SunYen Yee, graduate from Master of Architecture: MArch RIBA Pt II, has won an award at the AIA Dallas Ken Roberts Memorial Delineation Competition Student ‘digital/mixed’ Category (KRob 2019) for his project located in Havana, Cuba.
The KRob competition celebrates the best in architectural delineation that has received international recognition and honours hand and digital delineation by professions and students globally. The competition averages over 400 entries a year, and is the most senior architectural drawing competition in the world.
Alumnus SunYen Yee’s artwork won the award for ‘Best in Category’ for his ‘Student Digital/Mixed’ piece.

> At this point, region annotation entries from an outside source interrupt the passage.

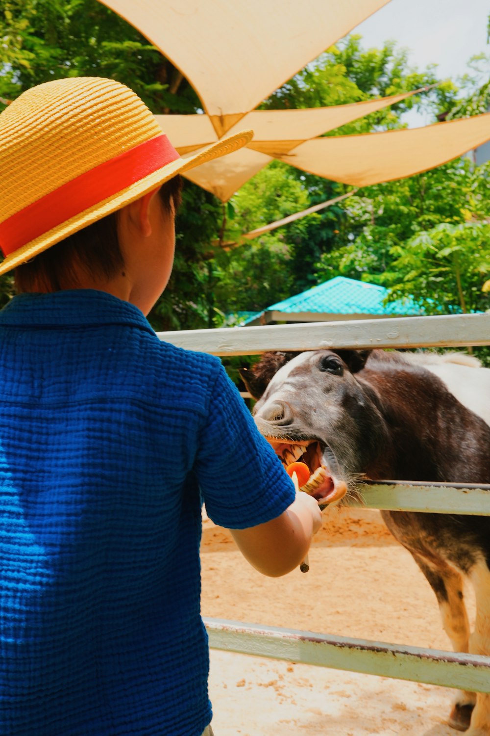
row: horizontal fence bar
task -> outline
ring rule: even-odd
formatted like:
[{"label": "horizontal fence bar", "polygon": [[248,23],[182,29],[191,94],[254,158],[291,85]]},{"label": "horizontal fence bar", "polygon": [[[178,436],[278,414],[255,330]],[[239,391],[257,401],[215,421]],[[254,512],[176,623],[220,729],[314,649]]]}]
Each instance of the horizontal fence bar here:
[{"label": "horizontal fence bar", "polygon": [[490,516],[490,485],[381,481],[357,486],[361,498],[350,506],[386,511]]},{"label": "horizontal fence bar", "polygon": [[204,618],[209,646],[255,657],[490,693],[490,657]]},{"label": "horizontal fence bar", "polygon": [[223,328],[157,333],[179,347],[215,355],[330,348],[457,347],[490,345],[490,314]]}]

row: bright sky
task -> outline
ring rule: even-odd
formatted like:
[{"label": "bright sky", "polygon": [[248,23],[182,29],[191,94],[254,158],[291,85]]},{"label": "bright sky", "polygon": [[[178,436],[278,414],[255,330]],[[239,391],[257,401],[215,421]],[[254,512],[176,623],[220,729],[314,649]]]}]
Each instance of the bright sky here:
[{"label": "bright sky", "polygon": [[[436,63],[439,78],[454,78],[467,71],[472,56],[490,54],[489,13],[490,0],[391,0],[353,32],[367,47],[396,40],[410,50],[411,63],[419,68]],[[412,113],[408,121],[411,127],[428,122]]]}]

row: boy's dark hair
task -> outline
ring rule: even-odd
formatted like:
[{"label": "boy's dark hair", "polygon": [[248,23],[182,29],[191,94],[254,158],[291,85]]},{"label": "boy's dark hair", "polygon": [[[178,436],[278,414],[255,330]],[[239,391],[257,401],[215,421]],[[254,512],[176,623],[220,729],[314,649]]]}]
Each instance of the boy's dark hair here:
[{"label": "boy's dark hair", "polygon": [[[182,178],[179,174],[162,185],[159,194],[165,212],[170,213],[172,206],[178,210],[181,189]],[[116,211],[107,215],[18,266],[14,272],[18,293],[33,291],[37,284],[42,284],[48,291],[59,291],[62,276],[70,276],[76,283],[76,265],[92,277],[110,279],[115,276],[124,268],[118,239],[118,214]]]}]

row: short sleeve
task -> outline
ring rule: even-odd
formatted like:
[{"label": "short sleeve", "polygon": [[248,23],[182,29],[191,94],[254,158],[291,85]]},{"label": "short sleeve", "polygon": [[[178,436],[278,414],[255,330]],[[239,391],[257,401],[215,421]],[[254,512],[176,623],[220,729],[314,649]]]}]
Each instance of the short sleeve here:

The drawing he produced was part of his design representation at DS22 Design Studio at the University, for his main project SEED of Havana-Dissolving Condensers, a new ‘social condenser’ in Havana, Cuba, and was inspired by the social constructivism movement that has shaped the city during its socialist era.
The drawing reimagines the city, inserting new seeds of production within the fabric of the city. His drawing is inspired by Chinese traditional painting and is a mixed media piece. His project is unique in its research by design approach, with a dialogue between scales, analytical text and drawings.
It also builds upon a ‘green’ agenda, a subject that might be viewed in the West as a form of luxury. However, in the case of Cuba which suffered sanctions throughout, it is consciously introduced as an integral form for survival and resilience.
Talking about the achievement, SunYen said: “I am delighted to have been awarded the KRob Best in Category Student Digital/Mixed award for my project, a great encouragement to further my interest in visual representations. This is a notable achievement and has provided me with great knowledge for my future career.”
SunYen’s tutors from DS22, Dr Yara Sharif and Dr Nasser Golzari, added: “The project goes beyond the studio brief which aimed to project the gains of the neighbourhood, with a creative scheme that dissolves, appears and reappears to revitalise Havana’s historic fabrics. SunYen offered a multi-layered way to re-read the streets of Havana away from the glitter of capitalism. By proposing an ephemeral approach to architecture, he introduced us to a new perspective of the city where locals take over with a new system of redistribution of power based on an intensified form of production within the urban voids.
“The work of SunYen is the result of long research, drawings and making with outstanding quality. In recognition, he has won the Best Drawing Award across the School of Architecture at Westminster.”